Belgrad (taz/AFP) – Rund 75.000 Anhänger der serbischen Opposition sind gestern Abend zu der seit langem angekündigten Großdemonstration gegen die jugoslawische Führung in Belgrad zusammengeströmt. Die Polizei war in der Hauptstadt präsent, aber nicht so stark wie von der Opposition ursprünglich befürchtet. Zoran Djinjic, der Chef der Demokratischen Partei Serbiens, wurde von den Demonstranten mit Beifall begrüßt. Zum Auftakt der Kundgebung erklang das alte alte serbische Lied „Gott, gib uns Gerechtigkeit“, das anstelle der Nationalhymne gespielt wurde.

Auf dem Weg in die Belgrader Innenstadt waren Busse mit Regimegegnern von der Polizei behindert worden. Zur Kundgebung vor dem jugoslawischen Parlamentsgebäude waren mehr als 100.000 Menschen erwartet worden.
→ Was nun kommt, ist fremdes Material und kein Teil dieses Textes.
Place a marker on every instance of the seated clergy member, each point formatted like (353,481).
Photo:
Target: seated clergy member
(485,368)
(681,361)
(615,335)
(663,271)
Nur wenige Stunden vor der Großdemonstrationwarnte gestern die Polizei die Bevölkerung vor möglichen Bombenanschlägen. Eltern wurden im staatlichen Fernsehen aufgerufen, während der für den Abend geplanten Kundgebung keine Kinder auf die Straße zu lassen. Die Veranstalter warfen der Staatsführung daraufhin eine gezielte Einschüchterungskampagne vor.

Die stellvertretende Vorsitzende der Demokratischen Partei, Liljana Lucic, kritisierte, die Regierung wolle die Bevölkerung von der Teilnahme an der Demonstration abhalten. Die Menschen hätten aber keine Angst mehr, sagte Lucic. Zuvor hatte Post- und Fernmeldeminister Ivan Markovic erklärt, an der Veranstaltung nähmen nur Landesverräter teil.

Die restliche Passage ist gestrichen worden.